The girls and I went to the local cattery and picked out two of the furriest cats that they had, brought them home and started loving them instantly. To this day I am not sure which way the love is the deepest, cats to the girls or girls to the cats. Either way, it is fabulous. (majorly pleasant thing…it goes downhill from here).
First decidedly unpleasant thing and one that I knew was coming but had me hyperventilating anyway, no salary payment came in that month. Frankly I was stunned that it had held out as long as it did, but it was official now, no household income.
The next round of decidedly unpleasant came from several phone calls to close friends and family in Mort’s home country.
The most heart wrenching to his best friend (and best man at our wedding), Bob, and his divine wife, Tanya, whom I had also developed a close relationship with. I did not hold back on the gritty details. Bob’s comments oscillated between “I can’t believe it”, and “I don’t understand”. Two perfectly valid feelings from someone who had been Mort’s best friend since the fifth grade. Bob was recalling snippets of times that they would get together and party throughout the years. Sure everyone has their moments of stupid drunken antics in their twenties/thirties but he could not fathom that this had gone past the frivolous (often short-lived and long regretted) moments of intoxication into the deep dark place of losing your grip on reality….and your life. Tanya was on the other line and she sobbed….non-stop. It was like a sound track to the conversation. Every now and then she would interject with “I am so sorry”. She cried for me, she cried for Mort, but I think most of all, as a mother she cried for my girls.
While that conversation left me empty and exhausted, the next one left me angry and hard. The next call was with his father. I had not spoken with him over the last few months. I had left the management of the trickle of information to Linda who knew how best to deal with him.

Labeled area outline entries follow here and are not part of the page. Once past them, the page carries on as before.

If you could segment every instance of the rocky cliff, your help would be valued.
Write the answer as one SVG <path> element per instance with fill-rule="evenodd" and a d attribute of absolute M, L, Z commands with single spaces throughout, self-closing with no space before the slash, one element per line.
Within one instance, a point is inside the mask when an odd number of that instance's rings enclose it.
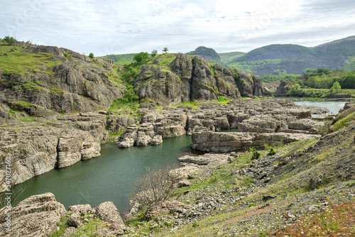
<path fill-rule="evenodd" d="M 50 111 L 87 112 L 107 109 L 114 99 L 122 98 L 125 87 L 109 78 L 113 73 L 111 61 L 92 60 L 57 47 L 23 48 L 0 56 L 17 60 L 6 66 L 9 69 L 0 68 L 0 102 L 12 109 L 37 106 L 49 115 Z M 26 102 L 24 108 L 18 101 Z M 38 109 L 32 110 L 37 116 Z"/>
<path fill-rule="evenodd" d="M 182 53 L 162 55 L 143 65 L 134 87 L 141 101 L 163 105 L 271 95 L 257 76 Z"/>

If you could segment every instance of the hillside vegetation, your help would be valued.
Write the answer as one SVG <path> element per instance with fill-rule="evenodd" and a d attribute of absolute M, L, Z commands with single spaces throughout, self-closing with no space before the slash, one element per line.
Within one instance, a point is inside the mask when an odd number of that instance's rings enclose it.
<path fill-rule="evenodd" d="M 258 158 L 255 150 L 231 153 L 229 162 L 197 171 L 189 176 L 191 184 L 180 187 L 174 197 L 195 206 L 192 214 L 186 209 L 173 214 L 141 210 L 128 220 L 132 228 L 126 235 L 353 236 L 351 105 L 334 121 L 332 132 L 319 140 L 273 149 L 266 145 Z M 178 218 L 180 214 L 185 217 Z"/>
<path fill-rule="evenodd" d="M 273 77 L 270 79 L 272 79 Z M 266 78 L 267 79 L 267 78 Z M 342 90 L 341 90 L 342 89 Z M 329 70 L 324 68 L 308 70 L 299 77 L 282 77 L 275 96 L 340 98 L 341 94 L 354 94 L 355 71 Z M 345 94 L 342 96 L 346 97 Z M 351 97 L 351 95 L 347 96 Z"/>

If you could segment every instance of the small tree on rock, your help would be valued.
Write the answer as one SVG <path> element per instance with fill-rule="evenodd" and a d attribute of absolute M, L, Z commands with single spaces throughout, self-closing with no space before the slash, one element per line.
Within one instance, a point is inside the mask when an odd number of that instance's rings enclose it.
<path fill-rule="evenodd" d="M 339 83 L 338 81 L 333 83 L 333 89 L 334 91 L 337 92 L 337 90 L 341 89 L 342 89 L 342 87 L 340 86 L 340 84 Z"/>
<path fill-rule="evenodd" d="M 125 100 L 127 102 L 133 102 L 136 100 L 137 100 L 139 97 L 136 95 L 134 93 L 134 90 L 133 89 L 132 85 L 129 85 L 127 87 L 126 89 L 126 91 L 124 92 L 124 100 Z"/>
<path fill-rule="evenodd" d="M 6 43 L 9 44 L 9 45 L 12 45 L 15 42 L 15 38 L 13 37 L 5 36 L 4 38 Z"/>
<path fill-rule="evenodd" d="M 137 62 L 137 63 L 141 63 L 148 58 L 149 54 L 147 52 L 141 52 L 134 55 L 133 60 Z"/>
<path fill-rule="evenodd" d="M 156 50 L 152 51 L 151 57 L 155 57 L 157 55 L 158 55 L 158 51 Z"/>
<path fill-rule="evenodd" d="M 181 180 L 173 166 L 147 168 L 146 174 L 136 184 L 135 200 L 142 206 L 165 201 L 175 193 Z"/>

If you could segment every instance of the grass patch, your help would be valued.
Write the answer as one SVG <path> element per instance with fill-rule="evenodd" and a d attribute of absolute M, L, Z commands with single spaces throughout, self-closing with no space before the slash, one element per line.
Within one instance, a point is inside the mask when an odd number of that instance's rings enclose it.
<path fill-rule="evenodd" d="M 52 87 L 49 89 L 51 93 L 55 93 L 58 95 L 62 95 L 64 94 L 64 91 L 62 89 Z"/>
<path fill-rule="evenodd" d="M 188 105 L 192 106 L 193 109 L 200 109 L 198 104 L 200 102 L 195 102 L 195 101 L 190 101 L 190 102 L 186 102 L 186 103 L 182 103 L 182 104 L 175 104 L 172 105 L 172 107 L 178 107 L 180 105 Z"/>
<path fill-rule="evenodd" d="M 355 202 L 331 203 L 327 210 L 304 216 L 294 225 L 276 233 L 276 236 L 336 236 L 354 233 Z M 354 236 L 354 235 L 349 236 Z"/>
<path fill-rule="evenodd" d="M 19 46 L 0 45 L 0 68 L 3 73 L 26 75 L 33 73 L 31 71 L 36 71 L 53 75 L 50 68 L 62 63 L 50 53 L 28 53 L 21 50 Z"/>
<path fill-rule="evenodd" d="M 26 101 L 16 101 L 14 104 L 16 104 L 21 107 L 26 107 L 26 108 L 31 107 L 31 106 L 34 105 L 33 104 L 28 103 Z"/>
<path fill-rule="evenodd" d="M 345 118 L 338 121 L 330 127 L 332 131 L 338 131 L 345 127 L 350 121 L 355 121 L 355 112 L 350 114 Z"/>

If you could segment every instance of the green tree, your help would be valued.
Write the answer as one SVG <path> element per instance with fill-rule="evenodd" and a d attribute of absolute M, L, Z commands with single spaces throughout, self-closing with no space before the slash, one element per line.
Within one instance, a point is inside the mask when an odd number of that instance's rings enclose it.
<path fill-rule="evenodd" d="M 339 84 L 339 82 L 337 81 L 334 83 L 333 83 L 333 89 L 337 92 L 339 89 L 342 89 L 342 87 L 340 87 L 340 84 Z"/>
<path fill-rule="evenodd" d="M 9 44 L 9 45 L 12 45 L 15 42 L 15 38 L 13 37 L 5 36 L 4 38 L 6 43 Z"/>
<path fill-rule="evenodd" d="M 155 57 L 157 55 L 158 55 L 158 51 L 156 50 L 152 51 L 152 55 L 151 55 L 152 57 Z"/>
<path fill-rule="evenodd" d="M 124 100 L 127 102 L 133 102 L 137 100 L 139 97 L 134 94 L 134 90 L 132 85 L 127 86 L 127 88 L 124 93 Z"/>
<path fill-rule="evenodd" d="M 147 52 L 141 52 L 134 55 L 133 60 L 137 62 L 137 63 L 141 63 L 148 58 L 149 54 Z"/>

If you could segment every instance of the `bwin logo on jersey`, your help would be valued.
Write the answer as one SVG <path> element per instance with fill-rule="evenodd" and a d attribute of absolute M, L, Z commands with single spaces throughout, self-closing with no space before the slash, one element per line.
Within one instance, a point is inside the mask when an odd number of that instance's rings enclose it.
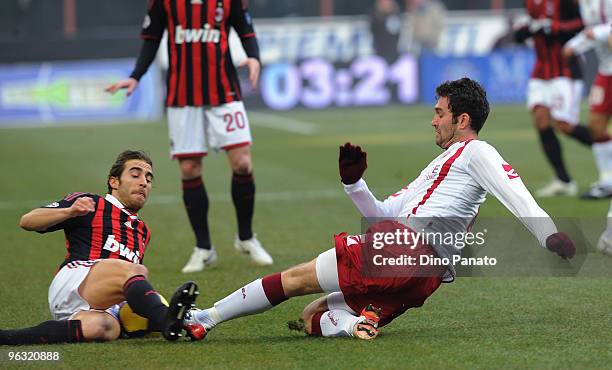
<path fill-rule="evenodd" d="M 140 252 L 134 252 L 126 247 L 125 244 L 119 243 L 117 240 L 115 240 L 114 235 L 109 235 L 108 238 L 106 238 L 106 243 L 104 243 L 104 247 L 102 247 L 102 249 L 111 253 L 119 252 L 121 257 L 124 257 L 133 263 L 140 263 Z"/>
<path fill-rule="evenodd" d="M 211 28 L 207 23 L 204 28 L 183 28 L 176 26 L 174 29 L 174 42 L 178 45 L 191 42 L 212 42 L 221 41 L 221 31 Z"/>

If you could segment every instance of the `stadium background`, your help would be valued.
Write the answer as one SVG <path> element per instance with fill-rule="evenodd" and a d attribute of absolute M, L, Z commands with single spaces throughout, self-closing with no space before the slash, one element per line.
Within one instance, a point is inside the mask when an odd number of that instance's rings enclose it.
<path fill-rule="evenodd" d="M 413 37 L 418 13 L 409 1 L 398 4 L 397 45 L 374 42 L 381 35 L 370 29 L 372 1 L 250 2 L 264 63 L 260 89 L 245 89 L 255 137 L 255 228 L 276 263 L 255 268 L 231 247 L 230 174 L 224 156 L 209 156 L 204 165 L 213 200 L 211 230 L 221 261 L 216 269 L 193 275 L 202 288 L 202 305 L 258 276 L 315 257 L 331 246 L 333 233 L 358 232 L 359 215 L 338 183 L 337 146 L 350 140 L 368 150 L 366 179 L 379 197 L 403 187 L 439 153 L 429 122 L 433 88 L 442 80 L 468 75 L 481 81 L 493 103 L 483 138 L 529 188 L 549 180 L 524 108 L 532 50 L 504 38 L 522 2 L 442 3 L 439 38 L 431 46 Z M 155 161 L 154 192 L 142 212 L 153 230 L 146 258 L 152 281 L 168 295 L 186 278 L 179 270 L 193 241 L 178 169 L 168 158 L 163 58 L 132 98 L 102 91 L 131 71 L 145 6 L 144 0 L 0 4 L 2 328 L 49 318 L 46 290 L 64 253 L 61 234 L 26 233 L 17 226 L 19 217 L 68 192 L 103 192 L 108 166 L 128 147 L 149 151 Z M 393 20 L 389 26 L 397 29 Z M 593 63 L 588 56 L 589 76 Z M 583 109 L 583 121 L 586 117 Z M 587 188 L 596 176 L 591 153 L 562 143 L 572 175 Z M 583 251 L 588 253 L 576 269 L 578 277 L 460 278 L 385 328 L 374 343 L 288 332 L 284 323 L 309 302 L 300 298 L 228 323 L 203 343 L 171 345 L 152 338 L 44 348 L 60 351 L 63 360 L 57 365 L 64 367 L 607 367 L 612 266 L 592 246 L 605 227 L 608 202 L 551 198 L 540 204 L 557 219 L 587 225 Z M 492 198 L 480 214 L 511 217 Z M 509 244 L 505 247 L 533 248 Z"/>

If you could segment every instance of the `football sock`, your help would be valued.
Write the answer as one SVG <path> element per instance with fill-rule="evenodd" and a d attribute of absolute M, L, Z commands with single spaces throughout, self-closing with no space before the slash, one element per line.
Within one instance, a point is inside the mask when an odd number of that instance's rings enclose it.
<path fill-rule="evenodd" d="M 196 319 L 212 326 L 237 317 L 266 311 L 287 300 L 280 272 L 257 279 L 196 313 Z"/>
<path fill-rule="evenodd" d="M 591 131 L 589 128 L 578 124 L 572 128 L 572 131 L 569 133 L 569 136 L 578 140 L 584 145 L 591 146 L 593 144 L 593 137 L 591 136 Z"/>
<path fill-rule="evenodd" d="M 81 320 L 51 320 L 25 329 L 0 330 L 0 344 L 52 344 L 83 342 Z"/>
<path fill-rule="evenodd" d="M 359 322 L 359 316 L 353 316 L 344 310 L 318 312 L 312 317 L 313 336 L 352 337 L 353 328 Z"/>
<path fill-rule="evenodd" d="M 232 200 L 238 219 L 238 238 L 248 240 L 253 237 L 253 209 L 255 208 L 255 181 L 253 174 L 232 175 Z"/>
<path fill-rule="evenodd" d="M 612 139 L 609 136 L 606 139 L 593 143 L 592 148 L 600 183 L 612 187 Z"/>
<path fill-rule="evenodd" d="M 549 127 L 545 130 L 538 131 L 538 133 L 546 158 L 548 158 L 548 162 L 552 165 L 555 174 L 559 180 L 570 182 L 569 174 L 565 169 L 563 157 L 561 156 L 561 144 L 559 143 L 559 139 L 557 139 L 557 135 L 555 135 L 555 131 L 552 127 Z"/>
<path fill-rule="evenodd" d="M 123 285 L 123 295 L 136 314 L 149 319 L 152 331 L 161 331 L 168 307 L 143 275 L 135 275 Z"/>
<path fill-rule="evenodd" d="M 210 249 L 208 194 L 201 176 L 183 180 L 183 203 L 196 237 L 196 245 L 198 248 Z"/>

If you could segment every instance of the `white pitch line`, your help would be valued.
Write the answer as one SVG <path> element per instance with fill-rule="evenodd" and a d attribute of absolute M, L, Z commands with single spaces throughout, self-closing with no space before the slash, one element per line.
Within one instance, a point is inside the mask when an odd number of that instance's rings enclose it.
<path fill-rule="evenodd" d="M 272 128 L 300 135 L 314 135 L 319 128 L 312 122 L 300 121 L 294 118 L 281 117 L 276 114 L 250 112 L 251 124 L 254 126 Z"/>
<path fill-rule="evenodd" d="M 306 190 L 306 191 L 281 191 L 272 193 L 257 193 L 256 199 L 258 202 L 277 202 L 296 199 L 333 199 L 342 198 L 346 195 L 341 189 L 322 189 L 322 190 Z M 210 199 L 214 202 L 229 203 L 232 201 L 229 193 L 211 194 Z M 0 209 L 31 209 L 49 204 L 55 199 L 47 200 L 25 200 L 25 201 L 0 201 Z M 160 194 L 153 195 L 148 204 L 182 204 L 183 199 L 178 195 Z"/>

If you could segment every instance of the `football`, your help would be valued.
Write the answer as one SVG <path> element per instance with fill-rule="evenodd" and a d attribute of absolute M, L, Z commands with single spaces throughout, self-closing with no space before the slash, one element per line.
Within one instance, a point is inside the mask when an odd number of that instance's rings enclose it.
<path fill-rule="evenodd" d="M 159 293 L 157 293 L 159 294 Z M 163 304 L 168 306 L 166 298 L 159 294 Z M 121 331 L 128 338 L 142 338 L 149 334 L 154 335 L 159 332 L 153 332 L 149 328 L 149 319 L 142 317 L 132 310 L 132 307 L 127 302 L 122 302 L 119 308 L 119 323 L 121 324 Z"/>

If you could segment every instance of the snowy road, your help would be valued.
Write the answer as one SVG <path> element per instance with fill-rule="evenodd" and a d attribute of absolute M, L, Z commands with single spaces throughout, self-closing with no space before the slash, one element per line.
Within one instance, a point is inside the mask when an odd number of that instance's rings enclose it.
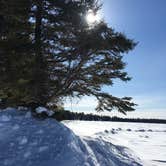
<path fill-rule="evenodd" d="M 145 166 L 166 166 L 166 124 L 65 121 L 82 138 L 102 139 L 125 146 L 144 161 Z"/>

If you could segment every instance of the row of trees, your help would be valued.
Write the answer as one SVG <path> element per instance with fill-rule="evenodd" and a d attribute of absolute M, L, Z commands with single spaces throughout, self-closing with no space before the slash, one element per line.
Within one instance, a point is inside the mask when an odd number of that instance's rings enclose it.
<path fill-rule="evenodd" d="M 128 81 L 122 61 L 135 43 L 104 21 L 86 21 L 96 0 L 0 1 L 0 106 L 58 107 L 66 97 L 93 95 L 97 111 L 134 110 L 130 97 L 102 91 Z"/>

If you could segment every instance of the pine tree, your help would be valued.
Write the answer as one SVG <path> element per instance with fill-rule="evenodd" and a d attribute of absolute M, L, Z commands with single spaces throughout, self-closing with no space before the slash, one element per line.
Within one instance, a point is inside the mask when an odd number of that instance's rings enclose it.
<path fill-rule="evenodd" d="M 102 87 L 130 80 L 122 58 L 136 44 L 104 21 L 89 26 L 85 17 L 100 9 L 97 1 L 0 3 L 1 105 L 58 107 L 66 97 L 92 95 L 97 111 L 133 110 L 130 97 L 114 97 Z"/>
<path fill-rule="evenodd" d="M 31 96 L 32 44 L 29 0 L 0 1 L 1 106 L 24 105 Z"/>

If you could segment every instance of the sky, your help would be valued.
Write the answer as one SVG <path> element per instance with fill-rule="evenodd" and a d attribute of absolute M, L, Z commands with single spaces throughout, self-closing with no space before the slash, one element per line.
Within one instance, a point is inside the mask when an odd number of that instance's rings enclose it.
<path fill-rule="evenodd" d="M 114 81 L 105 87 L 115 96 L 131 96 L 138 104 L 136 111 L 166 113 L 166 1 L 165 0 L 102 0 L 101 15 L 115 31 L 138 42 L 124 56 L 126 71 L 132 80 Z M 85 97 L 79 103 L 66 103 L 66 108 L 93 111 L 96 101 Z"/>

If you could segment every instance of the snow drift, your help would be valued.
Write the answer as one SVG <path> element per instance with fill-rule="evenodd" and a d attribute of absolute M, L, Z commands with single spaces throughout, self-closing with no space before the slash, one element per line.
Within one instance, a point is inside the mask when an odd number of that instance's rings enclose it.
<path fill-rule="evenodd" d="M 0 166 L 139 166 L 129 149 L 76 136 L 54 119 L 0 112 Z"/>

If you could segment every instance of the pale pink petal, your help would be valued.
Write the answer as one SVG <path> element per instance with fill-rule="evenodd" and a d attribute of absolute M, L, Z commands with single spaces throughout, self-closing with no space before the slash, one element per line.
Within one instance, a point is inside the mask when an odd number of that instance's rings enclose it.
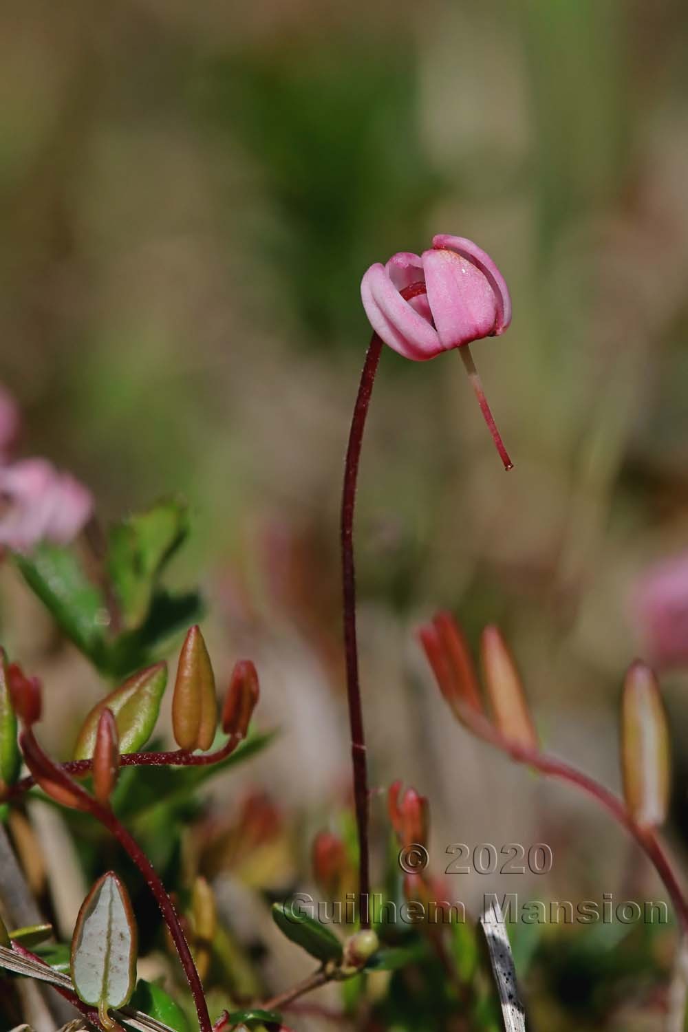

While I gave him an update on Mort’s admission to the rehab he interrupted to say that he heard that I had gotten cats. Knowing that Mort was horribly allergic to cats he took this to mean that Mort was not coming back to the house. Got that right. (It also cued me that Mort had been phoning him from the rehab centre, no doubt launching his twisted version of the tale). Mort’s father is also allergic to cats and I could tell by his tone that he somehow took it as a personal affront that I would put cats in my home.
The call was lengthy, slippery and twisted. I felt like a snake charmer, trying to gently coax him though I couldn’t read his reactions or motives. I was trying to be calm with him, soothe him but he wanted to strike….to blame someone…someone had to take his venom and anger. The final lunge came when he stated that Maddie and Clare would be removed from his will (mind you we had never seen a penny of this fortune). Well sure, that made sense, clearly this was all their fault right?